– EUROPA PRESSE
BARCELONE, 13 juillet. (EUROPA PRESS) –
La première secrétaire adjointe et porte-parole du CPS, Lluïsa Moret, a affirmé lundi que la Cour de justice de l'Union européenne (CJUE) approuverait ce jeudi la loi d'amnistie « en tant que loi constitutionnelle et correcte ».
Lors d'une conférence de presse, il a déclaré qu'ils espéraient et étaient convaincus que la décision « sera en parfaite harmonie » avec celle du procureur général, qui a conclu que la règle n'entre pas en conflit avec les intérêts financiers de l'Union ni avec la lutte contre le terrorisme et qu'il ne s'agit pas d'une auto-amnistie.
Il a déclaré que le CPS a toujours défendu la constitutionnalité de la règle, mais aussi qu'elle a été « stratégique » pour la coexistence en Catalogne, raison pour laquelle il a défendu son application rapide auprès des dirigeants du processus d'indépendance.
Interrogée sur l'éventuel retour du leader de Junts, Carles Puigdemont, ou sur le fait que le leader d'ERC, Oriol Junqueras, pourrait être candidat à la Generalitat, elle a exclu de l'évaluer jusqu'à ce que la résolution soit présentée.
Il a également souligné qu'il y avait encore des recours du PP devant le TC contre la loi et a demandé au leader populaire, Alberto Núñez Feijóo, de les retirer : « J'ai dit il n'y a pas si longtemps que je voulais tourner la page de la Catalogne : eh bien, retirez ces ressources qui sont encore en vie.
COLLECTE IRPF
En ce qui concerne le modèle de financement, elle a réitéré l'appel des socialistes à Junts pour que la loi soit examinée au Congrès et, lorsqu'on lui a demandé si les amendements envisageaient d'incorporer la perception de l'impôt sur le revenu par la Generalitat, elle a évité de fixer un calendrier.
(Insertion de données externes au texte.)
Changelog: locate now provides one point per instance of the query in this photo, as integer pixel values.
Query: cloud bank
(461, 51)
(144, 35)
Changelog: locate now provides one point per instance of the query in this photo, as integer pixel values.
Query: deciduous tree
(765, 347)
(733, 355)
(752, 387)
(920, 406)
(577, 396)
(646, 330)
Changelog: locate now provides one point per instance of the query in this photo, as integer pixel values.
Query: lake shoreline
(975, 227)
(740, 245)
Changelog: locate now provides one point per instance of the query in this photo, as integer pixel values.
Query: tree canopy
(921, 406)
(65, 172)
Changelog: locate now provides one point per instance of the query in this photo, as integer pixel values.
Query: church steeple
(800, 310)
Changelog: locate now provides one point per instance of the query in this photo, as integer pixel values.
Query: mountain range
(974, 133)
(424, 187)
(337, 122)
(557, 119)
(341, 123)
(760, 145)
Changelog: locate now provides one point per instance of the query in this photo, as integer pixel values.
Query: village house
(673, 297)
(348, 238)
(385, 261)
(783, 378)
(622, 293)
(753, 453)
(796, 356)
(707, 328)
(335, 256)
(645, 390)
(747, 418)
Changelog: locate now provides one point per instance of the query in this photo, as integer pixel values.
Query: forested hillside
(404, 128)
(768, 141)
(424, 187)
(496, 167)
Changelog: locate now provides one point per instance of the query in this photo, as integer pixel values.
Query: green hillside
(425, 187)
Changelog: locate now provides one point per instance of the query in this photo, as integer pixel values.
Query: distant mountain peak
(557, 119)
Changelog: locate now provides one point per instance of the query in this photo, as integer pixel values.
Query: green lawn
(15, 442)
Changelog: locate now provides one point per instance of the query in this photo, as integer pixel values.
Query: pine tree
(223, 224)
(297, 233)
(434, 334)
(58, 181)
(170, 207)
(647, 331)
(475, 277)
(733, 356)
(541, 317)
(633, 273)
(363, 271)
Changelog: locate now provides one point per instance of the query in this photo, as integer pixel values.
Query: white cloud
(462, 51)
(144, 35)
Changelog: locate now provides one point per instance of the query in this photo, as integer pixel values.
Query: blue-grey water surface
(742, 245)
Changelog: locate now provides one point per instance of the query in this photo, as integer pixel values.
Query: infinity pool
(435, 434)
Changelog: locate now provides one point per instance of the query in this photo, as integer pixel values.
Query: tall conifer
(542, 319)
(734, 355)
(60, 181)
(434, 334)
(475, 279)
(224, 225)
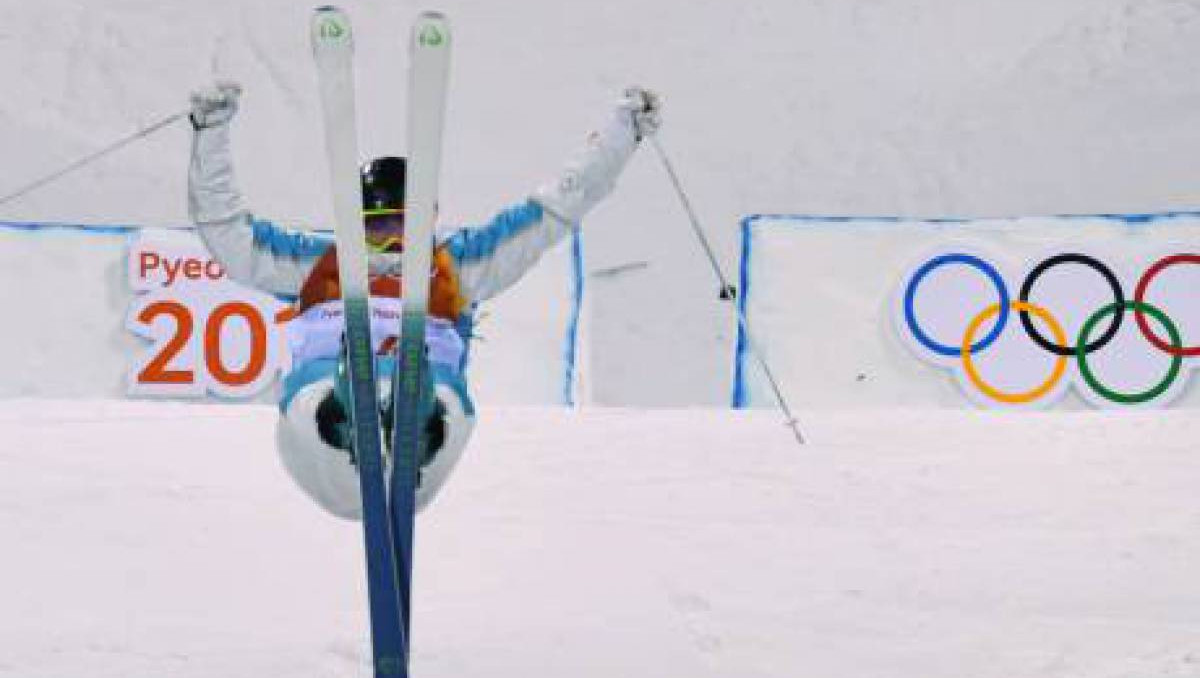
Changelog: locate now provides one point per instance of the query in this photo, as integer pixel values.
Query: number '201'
(192, 348)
Oui, il a assuré qu'ils respecteraient tous leurs accords : « Dans le cadre des accords d'investiture, on parle d'un modèle unique de financement et de collecte d'impôts, en l'occurrence également de l'impôt sur le revenu des personnes physiques. L'aspiration finale est de respecter tous les accords d'investiture. Cela signifie que nous n'y renonçons pas, évidemment. »
« PREMIÈRE FORCE POLITIQUE »
Moret a également réagi jeudi au Baromètre du Centre d'études d'opinion (CEO) de la Generalitat, affirmant qu'il n'y a « aucun doute que le PSC est la force politique leader » en Catalogne, malgré le scénario compliqué pour le socialisme, en référence aux enquêtes judiciaires sur des allégations de corruption au sein du PSOE.
Concernant la montée d'AC, elle a exprimé son inquiétude face à une montée des forces d'extrême droite qu'elle interprète comme croissante dans le monde entier, et qui se fait au détriment de Junts : « Nous demandons également que Junts per Catalunya réfléchisse à cela », et elle les a exhortés à réagir pour contrecarrer la montée du parti de Sílvia Orriols.
COMMENTAIRE DE RAJOY
Concernant les propos de l'ancien Premier ministre Mariano Rajoy à propos de l'équipe de France, il les a considérés comme une grave erreur « en raison du contenu de l'article, mais aussi parce qu'il émane d'une personne qui a exercé les plus hautes responsabilités institutionnelles en Espagne ».
Il a regretté l'impact qu'ils ont eu et qu'ils vont dans le sens de « renforcer et réitérer le virage du PP et de sa direction vers des positions de plus en plus d'extrême droite, plus exclusives et plus involutionnistes ».